In response to the imposing and extractive Land Art of the 1960s and 1970s, artist Judy Chicago once said: “I was and am horrified by the masculine built environment and the masculine gesture of knocking down trees and digging holes in the earth.”
Chicago’s reaction to this kind of art was to create work like Women and Smoke (1971–72), a film piece in which she and other women painted their naked bodies in iridescent colors, set off smoky flares, and danced fervently in a desert landscape. The work has a primordial feel; this isn’t the world of Richard Serra or Michael Heizer where large-scale landscapes are dug up and reconstructed. Chicago and her collaborators left no marks on the land; once the colored smoke dissipated, the only remnants were documentation of their relationship with it.
But the story of work like Chicago’s begins at least six decades earlier when, in 1905, the Oakland-based photographer Anne Brigman began creating nude self-portraits in the mountains. Though this act might be unremarkable today, Brigman is considered the first woman to photograph herself nude—or at least the first to publicize it. The work that followed is the foundation of Anne Brigman: A Visionary in Modern Photography, a major retrospective at the Nevada Museum of Art in Reno.
Following the 1906 San Francisco earthquake, Brigman began making more regular trips to the Sierra Nevada to escape the dire situation in the city. Here too Brigman was ahead of her time; it was then rare for women to hike the high Sierra, which required long stagecoach rides and pack mules. Brigman’s legacy was born when she united her burgeoning interest in female nudes (not always her own) with her love for nature and the Sierra.
Brigman practiced a form of photography called pictorialism, which drew on the aesthetics of painting in order to distinguish fine art photography from more scientific photography. Brigman’s work also evidences a clear inspiration from classical Greek and pre-Christian art and mythology. One of her earliest nudes in the Sierra is Dryads (c. 1905), depicting a large, twisting juniper tree clinging to a granite rock face. Two women lounge on the granite surface, one above the other, looking at each other as if in the middle of leisurely conversation. The title refers to the tree nymphs of Greek mythology; and even absent the presence of water, the models’ poses recall the countless bathing nymphs littered throughout art history.
Beyond the classical allusions, Brigman’s work exhibits a profound connection with nature—especially with trees. In Soul of the Blasted Pine (1906), one of the best representations of this relationship, a subject stands inside the crevice of a tree trunk that has been felled, presumably, by a strike of lightning. The woman grips the trunk with one hand and stretches the other towards the sky, as if to recreate the tree’s former state. The distinction between the forms of the woman and tree is blurred, and of her work, Brigman said, “I’ve dreamed of and loved to work with the human figure—to embody it in rocks and trees, to make it part of the elements, not apart from them.” Her work was a way of erasing the artificial divide between individuals and their landscapes, between human and non-human natural elements.

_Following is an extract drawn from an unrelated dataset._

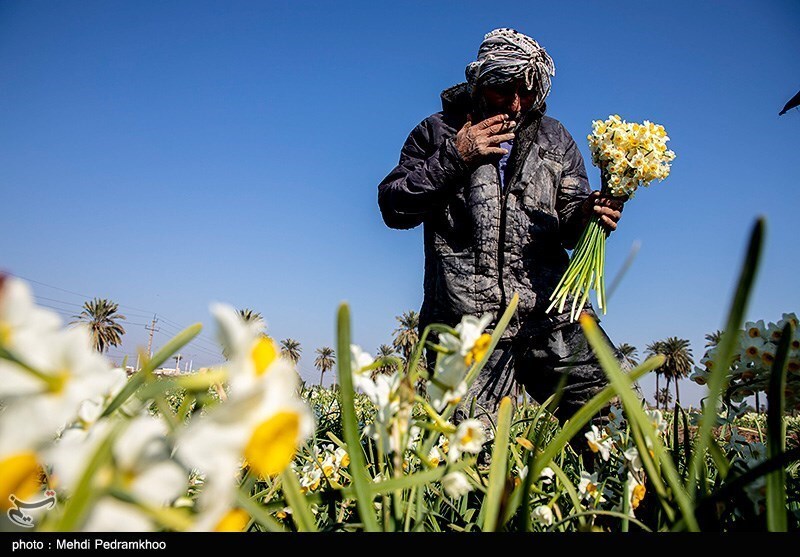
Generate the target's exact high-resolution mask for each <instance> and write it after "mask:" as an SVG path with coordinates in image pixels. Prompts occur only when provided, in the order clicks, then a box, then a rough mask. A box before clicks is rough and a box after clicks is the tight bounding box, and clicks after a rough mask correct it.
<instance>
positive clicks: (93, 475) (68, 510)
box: [55, 421, 130, 532]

This erasure is seen in many of Brigman’s Sierra works, such as The Lone Pine (c. 1908), which depicts a wind-ravaged pine growing practically horizontally out of a granite surface. A model kneels on the boulders in front of the tree with a curved back and her head buried in her arms. She replicates the curvature of the pine, lending it some of her humanity while also borrowing some of the tree’s timelessness. This paganistic relationship with nature was also about freedom—the freedom to be in the land and to create. “My pictures,” Brigman wrote in the San Francisco Call newspaper following her separation from her husband, “tell of my freedom of soul.”